C'era una volta...

Dalla fiaba all'horror


La narrazione della fiaba, nella redazione moderna che ci è più nota, attraverso quindi Perrault e i Grimm, è spesso uno strumento moralizzante pedagogico in cui l’ordine viene alla fine sempre ricostruito. Gli eventi vengono situati in un passato assoluto e raccontati da un narratore impersonale ed autorevole che garantisce il senso del racconto. Spesso, a maggior sicurezza dell'uditorio, tale conclusione è esplicitata e riaffermata dalla cosiddetta "morale": in Perrault un componimento in versi che ammonisce l'uditorio sulle conseguenze dei gesti cattivi.In genere, una volta neutralizzato il malvagio, la stabilità viene ricostituita in un ordine compensatorio che garantisce sicurezza.
Il racconto pauroso, la gothic novel, il genere horror che ne deriva, al contrario, giocano con l’ambiguità.

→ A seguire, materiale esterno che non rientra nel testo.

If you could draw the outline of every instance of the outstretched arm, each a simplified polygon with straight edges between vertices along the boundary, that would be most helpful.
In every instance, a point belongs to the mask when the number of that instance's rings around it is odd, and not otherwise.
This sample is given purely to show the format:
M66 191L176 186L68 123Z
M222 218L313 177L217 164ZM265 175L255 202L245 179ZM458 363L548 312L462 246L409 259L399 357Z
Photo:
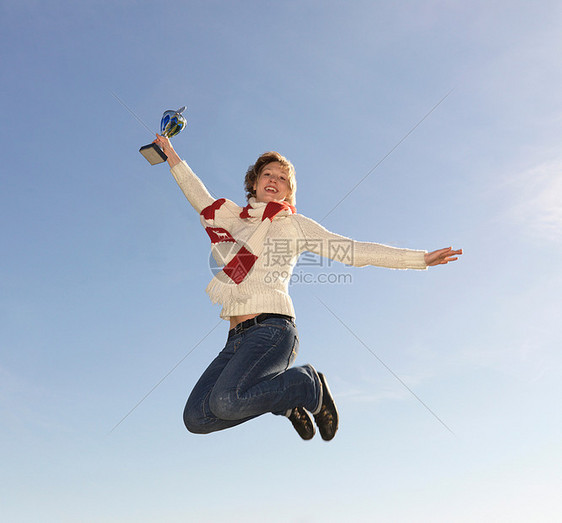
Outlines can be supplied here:
M433 267L434 265L445 265L446 263L458 260L461 254L462 249L454 251L452 247L447 247L445 249L426 253L424 259L428 267Z
M399 249L374 242L362 242L346 238L325 229L314 220L302 214L293 215L304 242L299 243L300 251L310 251L331 260L365 267L387 267L389 269L427 269L424 256L426 251Z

L’immaginario ed il reale cessano di essere elementi separati, ma interferiscono l’uno con l’altro spesso senza discriminazione tra verità e apparenza. Bene e male si fondono e confondono. Si gioca col doppio, le simmetrie, la confusione dei contrari, per arrivare ad una decostruzione del quotidiano, che è il vero elemento della paura.Paradossalmente non è il mostruoso in sé che spaventa, ma il fatto che il mostro abbia sembianze parzialmente umane, o, peggio, che si nasconda e si annidi nella normalità.Questo meccanismo della paura è talmente ovvio e contraddistintivo da essere usato come elemento chiave nei più riusciti romanzi e film del genere. Spaventa più la normalità del dr. Jeckill da cui esce Hyde che non il mostro bionico di Frankestein. Spaventano le presenze demoniache che escono da un elettrodomestico quotidiano come in Poltergeist. Spaventa la fecodazione demoniaca di Rosemary's Baby. Spaventano gli spettri del gothic inglese proprio perché appaiono in sembianze umane.

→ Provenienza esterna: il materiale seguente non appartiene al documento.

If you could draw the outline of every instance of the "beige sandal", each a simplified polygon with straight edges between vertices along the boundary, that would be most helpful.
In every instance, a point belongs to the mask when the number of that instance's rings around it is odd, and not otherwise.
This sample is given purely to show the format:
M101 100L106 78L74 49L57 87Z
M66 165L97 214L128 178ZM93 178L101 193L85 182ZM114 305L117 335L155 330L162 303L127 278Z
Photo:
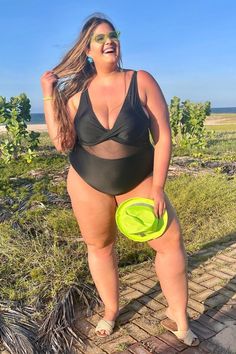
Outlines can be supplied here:
M200 343L197 335L190 328L187 331L178 331L177 324L169 318L161 321L161 325L173 333L180 342L190 347L196 347Z
M115 327L115 321L108 321L108 320L100 320L97 324L97 327L95 329L95 333L98 337L107 337L110 336L113 332L113 329ZM105 331L105 334L99 333L100 331Z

L'horror non punta verso mondi fantastici, ma deforma il nostro perché i suoi nessi e le sue misure, strappati ai loro ingannevoli equilibri, ci appaiano in una brutalità rivelatrice: invece di proporre mondi possibili, presenta il nostro come un mondo impossibile. Che inventi o che deformi, la finzione misura sempre il reale col suo stesso staccarsene, lo precisa da una lontananza che e istituzione di prospettive nuove e inusitate, lo sollecita al limite del capovolgimento. (Cesare Segre).